Bill of Lading Variants
A bill of lading (B/L) is a shipping document that simultaneously functions as a receipt for cargo, a contract of carriage between shipper and carrier, and — in its negotiable form — a document of title that can be transferred to transfer ownership of the goods in transit. The variants matter because the rights and risks attached to each differ substantially.
The Main Variants
Straight Bill of Lading
A straight B/L is non-negotiable. It names a specific consignee and only that consignee can take delivery of the goods. The document cannot be transferred to another party. Straight bills are used when the seller is certain of the buyer’s identity and creditworthiness and does not need the flexibility of transferring title while the goods are at sea. Intercompany shipments and government cargo frequently travel under straight bills.
Order Bill of Lading
An order B/L is negotiable. It is made out “to the order of” the shipper or a named party, meaning it can be endorsed and transferred — like a check — to another party. Whoever holds the original order B/L can claim the cargo at destination. Banks use order bills in letter of credit transactions: the bank holds the original B/L until payment is made, at which point it releases the document and the buyer can take delivery. Title to the cargo travels with the document.
Bearer Bill of Lading
A bearer B/L transfers title to whoever physically holds the document. No endorsement is needed.

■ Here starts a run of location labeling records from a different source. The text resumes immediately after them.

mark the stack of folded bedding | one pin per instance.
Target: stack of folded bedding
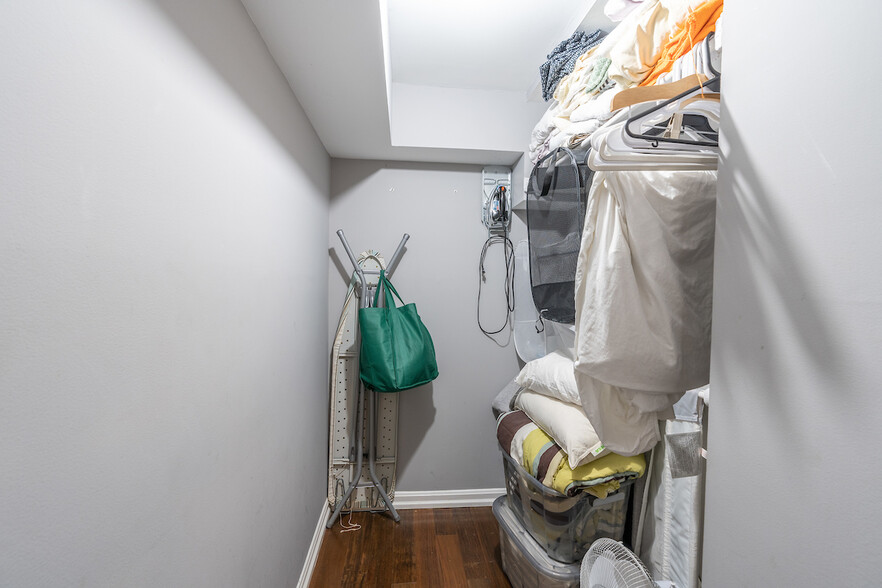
(549, 435)
(544, 459)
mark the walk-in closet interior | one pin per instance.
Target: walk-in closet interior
(600, 280)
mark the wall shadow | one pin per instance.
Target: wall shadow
(239, 56)
(416, 414)
(752, 230)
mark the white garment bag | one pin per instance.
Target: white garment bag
(644, 280)
(643, 300)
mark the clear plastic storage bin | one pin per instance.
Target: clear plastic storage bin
(565, 527)
(523, 561)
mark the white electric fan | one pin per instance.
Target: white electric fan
(609, 564)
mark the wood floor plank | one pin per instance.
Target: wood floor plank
(452, 567)
(428, 569)
(429, 548)
(405, 563)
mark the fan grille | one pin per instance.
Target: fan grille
(609, 564)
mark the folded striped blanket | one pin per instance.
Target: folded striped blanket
(542, 458)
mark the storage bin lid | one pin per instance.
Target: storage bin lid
(531, 550)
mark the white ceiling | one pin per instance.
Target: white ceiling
(477, 44)
(450, 85)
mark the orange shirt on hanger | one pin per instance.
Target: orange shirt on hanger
(697, 25)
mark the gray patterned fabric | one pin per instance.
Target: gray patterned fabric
(562, 59)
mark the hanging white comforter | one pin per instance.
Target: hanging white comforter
(643, 299)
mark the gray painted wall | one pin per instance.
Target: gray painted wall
(793, 482)
(446, 433)
(162, 368)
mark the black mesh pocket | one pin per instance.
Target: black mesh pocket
(556, 197)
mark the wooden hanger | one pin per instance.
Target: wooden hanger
(633, 96)
(715, 96)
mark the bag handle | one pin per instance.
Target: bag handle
(384, 281)
(553, 159)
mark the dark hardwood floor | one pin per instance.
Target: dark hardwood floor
(448, 548)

Because of the fraud risk this creates, bearer bills are rare in modern trade.
Seaway Bill (Non-Negotiable Sea Waybill)
A seaway bill is a non-negotiable transport document that functions as a receipt and contract of carriage but is not a document of title. The named consignee takes delivery by identification — no original document needs to be presented at port. This eliminates the “original B/L problem” in fast trades where goods arrive before paper documentation, but it means the shipper cannot retain control of the cargo through the document.
Electronic Bill of Lading
An e-B/L replicates the functions of a paper B/L in a digital format, using platform registries and cryptographic controls to manage title transfer. Adoption has accelerated in the 2020s as legal frameworks in major trading nations recognized e-B/Ls as legally equivalent to paper originals.
Etymology
“Bill of lading” derives from “bill” in the sense of a formal written document (from Old French bille) and “lading” — the cargo with which a ship is loaded. To lade (past tense: laden) means to load cargo, from Old English hladan. A “bill of lading” is literally a written document for the loaded cargo.
Common Misconception
Shippers unfamiliar with trade finance sometimes assume that a waybill and a bill of lading are interchangeable names for the same document. They are not. The critical distinction is negotiability and title. A waybill is never a document of title — it cannot be used to transfer ownership of goods in transit. An order bill of lading is a document of title — holding the original is holding the right to the cargo. Substituting a waybill in a transaction that requires a negotiable B/L for bank financing eliminates the bank’s security interest in the goods entirely.